Here, we explicitly write out color indices $a$, $b$, $m$, and $n$ along with the
staggered phases $\eta$. The outer products

$
\left[f_{y,\nu}\right]_{mn}\equiv
\begin{cases}
\sum_l\alpha_l\left[R^l_{y+\nu}\right]_n\left[L^{l*}_y\right]_m & {\rm even}~y\\
\sum_l\alpha_l\left[L^l_{y+\nu}\right]_n\left[R^{l*}_y\right]_m & {\rm odd}~y\\
\end{cases}
$

are expressed in terms of the fields
$\ket{L^l}\equiv\left(D^\dagger D+\beta_l\right)^{-1}\ket{\Phi}$ and $\ket{R^l}\equiv D_0\ket{L^l}$,
where $D_0$ is the massless Dirac operator. Our implementation of the Dirac operator is
discussed [here](dslash.md).

### HISQ force in SIMULATeQCD

The fermion force used at each MD time step is implemented in `src/modules/hisq/hisqForce.cpp`,
in particular the `updateForce()` method. A high-level schematic overview of this force is
that it does the following:
1. `make_f0` populates `Force` and `_TmpForce` with the outer product
for the 1-link and Naik terms, respectively. (The pseudofermion fields
in the Naik outer product must be separated by 3 steps rather than 1.)
`_TmpForce` will accumulate the force contributions.
2. Compute $V$ with `SmearLvl1` from $U$.
3. Compute $W$ with `ProjectU3` from $V$.
4. Multiply staggered phases into $W$ and apply imaginary $\mu$ if nonzero.
5. Accumulate Naik, 3-link, 5-link, LePage, and 7-link derivatives. These are computed as a derivative w.r.t. $W$, and hence form the $\partial X/\partial W$ term discussed earlier. They are mostly computed with `contribution_*link*` kernels, except for the Naik and 3-link.

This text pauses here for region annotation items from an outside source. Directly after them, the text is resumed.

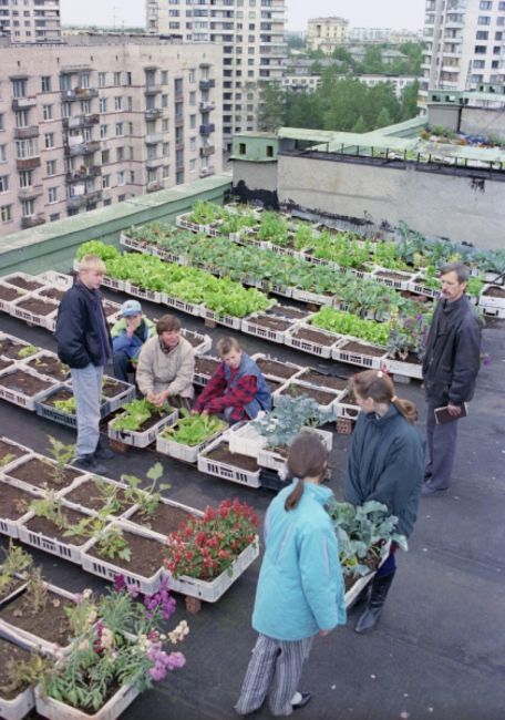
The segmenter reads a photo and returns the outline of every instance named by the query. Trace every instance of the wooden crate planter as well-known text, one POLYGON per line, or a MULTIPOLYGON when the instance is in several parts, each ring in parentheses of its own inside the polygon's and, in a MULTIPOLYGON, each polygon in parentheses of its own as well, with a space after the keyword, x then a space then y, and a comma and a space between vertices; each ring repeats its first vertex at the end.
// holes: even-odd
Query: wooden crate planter
POLYGON ((175 578, 167 570, 165 570, 165 575, 168 577, 168 586, 172 592, 182 593, 183 595, 206 600, 207 603, 216 603, 249 565, 255 562, 258 555, 259 542, 258 537, 256 537, 255 542, 248 545, 234 560, 231 567, 224 570, 213 580, 200 580, 188 575, 182 575, 175 578))

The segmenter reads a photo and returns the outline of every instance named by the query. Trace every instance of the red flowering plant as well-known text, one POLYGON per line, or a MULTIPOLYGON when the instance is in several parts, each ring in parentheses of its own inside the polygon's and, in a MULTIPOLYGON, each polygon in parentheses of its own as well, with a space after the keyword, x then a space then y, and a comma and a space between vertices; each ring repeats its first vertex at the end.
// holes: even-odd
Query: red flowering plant
POLYGON ((217 510, 207 507, 203 517, 187 521, 168 535, 165 567, 174 577, 212 580, 257 541, 258 526, 256 513, 238 498, 223 501, 217 510))

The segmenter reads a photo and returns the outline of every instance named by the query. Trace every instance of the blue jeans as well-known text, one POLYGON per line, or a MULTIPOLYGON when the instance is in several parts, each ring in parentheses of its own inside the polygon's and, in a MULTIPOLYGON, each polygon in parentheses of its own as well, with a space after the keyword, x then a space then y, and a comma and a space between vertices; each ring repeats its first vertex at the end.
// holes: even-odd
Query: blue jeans
POLYGON ((100 439, 100 400, 103 366, 90 362, 85 368, 72 368, 72 389, 78 407, 76 455, 91 455, 100 439))

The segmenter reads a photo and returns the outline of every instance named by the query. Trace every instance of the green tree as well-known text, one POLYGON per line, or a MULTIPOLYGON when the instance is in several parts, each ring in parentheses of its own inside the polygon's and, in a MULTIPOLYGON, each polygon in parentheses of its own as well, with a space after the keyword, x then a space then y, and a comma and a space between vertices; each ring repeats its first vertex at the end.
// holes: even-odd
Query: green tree
POLYGON ((286 124, 286 93, 277 83, 259 84, 258 130, 275 132, 286 124))

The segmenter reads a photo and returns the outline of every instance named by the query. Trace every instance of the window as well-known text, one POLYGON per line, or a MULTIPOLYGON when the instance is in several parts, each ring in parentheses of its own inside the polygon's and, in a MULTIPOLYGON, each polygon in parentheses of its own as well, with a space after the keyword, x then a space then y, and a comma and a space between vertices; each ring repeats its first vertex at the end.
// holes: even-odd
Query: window
POLYGON ((19 186, 20 187, 30 187, 32 184, 32 171, 23 169, 19 174, 19 186))
POLYGON ((0 207, 0 219, 2 223, 9 223, 12 219, 12 205, 2 205, 0 207))

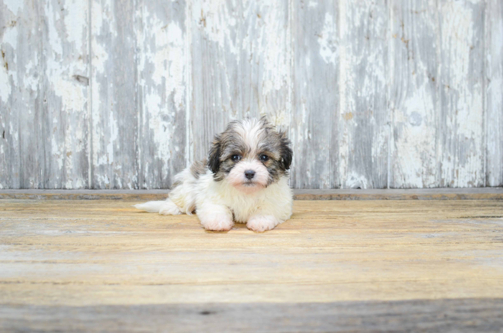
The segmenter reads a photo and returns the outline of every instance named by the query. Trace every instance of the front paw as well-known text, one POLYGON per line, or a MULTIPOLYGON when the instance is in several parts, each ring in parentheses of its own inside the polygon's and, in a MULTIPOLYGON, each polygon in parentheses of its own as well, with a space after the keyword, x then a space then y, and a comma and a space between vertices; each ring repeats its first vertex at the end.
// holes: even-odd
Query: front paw
POLYGON ((272 215, 257 215, 250 218, 246 227, 256 232, 263 232, 274 229, 281 222, 272 215))
POLYGON ((206 230, 212 231, 228 231, 234 222, 226 214, 211 214, 209 216, 201 218, 201 224, 206 230))

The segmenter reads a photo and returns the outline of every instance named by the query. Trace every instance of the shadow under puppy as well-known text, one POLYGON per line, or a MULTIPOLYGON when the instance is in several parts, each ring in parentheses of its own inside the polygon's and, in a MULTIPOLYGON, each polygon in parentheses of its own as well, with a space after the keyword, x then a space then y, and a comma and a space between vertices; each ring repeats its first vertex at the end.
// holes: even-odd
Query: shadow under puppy
POLYGON ((167 199, 134 207, 162 215, 195 210, 207 230, 227 231, 235 221, 254 231, 270 230, 292 215, 289 145, 265 117, 233 121, 215 136, 207 162, 195 162, 175 176, 167 199))

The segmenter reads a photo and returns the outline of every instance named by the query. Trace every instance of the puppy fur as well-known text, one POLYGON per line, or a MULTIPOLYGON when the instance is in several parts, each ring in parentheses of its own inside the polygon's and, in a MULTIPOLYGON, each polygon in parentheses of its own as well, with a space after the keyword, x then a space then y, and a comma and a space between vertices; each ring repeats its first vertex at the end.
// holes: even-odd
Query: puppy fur
POLYGON ((232 122, 215 136, 207 160, 175 176, 166 201, 134 207, 162 215, 195 211, 209 230, 229 230, 235 222, 270 230, 292 215, 289 145, 265 117, 232 122))

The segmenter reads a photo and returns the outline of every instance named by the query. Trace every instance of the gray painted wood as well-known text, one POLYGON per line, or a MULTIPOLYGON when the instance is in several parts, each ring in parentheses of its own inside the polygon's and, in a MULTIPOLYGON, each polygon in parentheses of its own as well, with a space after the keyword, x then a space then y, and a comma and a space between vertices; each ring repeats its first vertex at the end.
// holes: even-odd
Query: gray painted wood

There some extra set up is carried out in addition to the derivative calculation by `_createNaikF1` and `F1_create_3Link`.
6. Multiply staggered phases into $V$ and compute the derivative of the $U(3)$ projection w.r.t. $V$, i.e. $\partial W/\partial V$. Besides doing this derivative, `_createF2` multiplies $\partial X/\partial W$ with $\partial W/\partial V$, storing the result in `Force`.
7. Staggered phases are multiplied into $U$ and stored in $_GaugeU3P$ to reduce memory burden.
8. `_TmpForce` is overwritten with $(\partial X/\partial W)(\partial W/\partial V)(\partial V_3/\partial U)$, where $V_3$ indicates the 3-link part of $V$. This is done by `F3_create_3Link`.
9. We then add to `_TmpForce` contributions from the 5- and 7-link derivatives, completing the chain rule.
10. At the end, `_finalizeF3` multiplies `_TmpForce` by $U$ on the left, which maintains gauge invariance, then takes the traceless, antihermitian part of the result. This is the fermion force.